03 September 2018

Exposé banned on how hackable credit card tech is


With the invention of new technology into the consumer market corporations may produce inferior products that are heavily dependent on a short TTM (Time To Market) in order to gain an advantage of the accolade of being the first company to put whatever into the consumer world.

Many people have cheated in presenting a product, which was not quite ready to be released to the market.

In the world of computing, Mr.
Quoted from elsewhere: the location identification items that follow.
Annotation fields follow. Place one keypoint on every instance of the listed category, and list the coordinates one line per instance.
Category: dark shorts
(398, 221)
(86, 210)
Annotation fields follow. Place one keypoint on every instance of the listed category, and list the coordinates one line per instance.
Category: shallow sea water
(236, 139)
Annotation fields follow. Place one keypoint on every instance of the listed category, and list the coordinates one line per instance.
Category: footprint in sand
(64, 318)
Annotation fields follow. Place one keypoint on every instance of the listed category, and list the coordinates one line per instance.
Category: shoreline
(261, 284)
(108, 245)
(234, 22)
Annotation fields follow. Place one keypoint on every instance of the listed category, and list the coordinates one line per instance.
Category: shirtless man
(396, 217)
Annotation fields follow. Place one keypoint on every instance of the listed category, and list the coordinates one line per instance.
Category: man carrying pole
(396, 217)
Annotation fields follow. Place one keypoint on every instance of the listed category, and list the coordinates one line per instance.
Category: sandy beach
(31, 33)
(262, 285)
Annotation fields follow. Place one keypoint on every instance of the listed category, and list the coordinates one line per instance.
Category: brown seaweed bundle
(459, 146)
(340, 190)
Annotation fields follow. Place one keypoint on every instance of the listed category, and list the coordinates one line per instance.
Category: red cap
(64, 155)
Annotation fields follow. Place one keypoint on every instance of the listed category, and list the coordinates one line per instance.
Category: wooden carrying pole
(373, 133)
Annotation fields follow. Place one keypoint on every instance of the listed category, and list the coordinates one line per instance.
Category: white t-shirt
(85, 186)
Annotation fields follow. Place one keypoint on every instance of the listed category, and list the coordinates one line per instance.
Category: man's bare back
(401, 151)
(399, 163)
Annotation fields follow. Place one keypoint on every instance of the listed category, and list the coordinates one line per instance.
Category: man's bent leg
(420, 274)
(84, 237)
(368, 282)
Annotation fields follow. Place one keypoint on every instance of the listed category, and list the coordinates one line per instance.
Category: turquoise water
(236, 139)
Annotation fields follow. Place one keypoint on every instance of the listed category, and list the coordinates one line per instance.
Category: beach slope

William Gates the Third co-founder of Microsoft used deception to present his DOS (Disk Operating System) as a fully functioning operating system.

A company founded on deception, that's a reassuring thought.

In Australia current focus is on the data within the My Health Record database, where the government assures the general population that the data is safe and secure where this in reality is false information stated by the people in government.

Victoria Police had an IT system that was 25 years old, or one generation in human years, where in computing terms (Moore's law) it's many generations.

This deliberately outdated technology allowed hundreds of police personnel to access the general population's records when there was no legal requirement to so do, without any prosecution for 'data breach'.

Financial services corporations released their products where transactions could occur wirelessly via a 'tap' through the use of RFID technology.

There are people who are in the business of disassembling technology introduced into the consumer market, which is totally different from government or military technology, where these people report on how safe or secure the tech is.

This year is the 10th anniversary when the Discovery Channel produced a documentary on how hackable the credit cards are with their RFID chips.

Unfortunately the episode was never aired to the general population, as it was stopped by the financial services corporations American Express, VISA, Discover and 'everybody else'.

In effect the banks stopped an exposé on how easily hackable  their cards were, where their customers have been deliberately put at risk.

While the encryption technology may have matured since 2008, so has the 'hacking' technology, something that is still deliberately kept from the customers.

Even with this fundamentally flawed technology, the banks now are promoting payments via wireless technology from (easily hackable) smart phones, and now a 'smart ring' that you can put on your finger,  deliberately hiding from their customers the real possibility of  data theft, i.e. numbers from a bank account linked to your person's name.

With every new technology, you can almost never trust the marketing spiel from the corporations.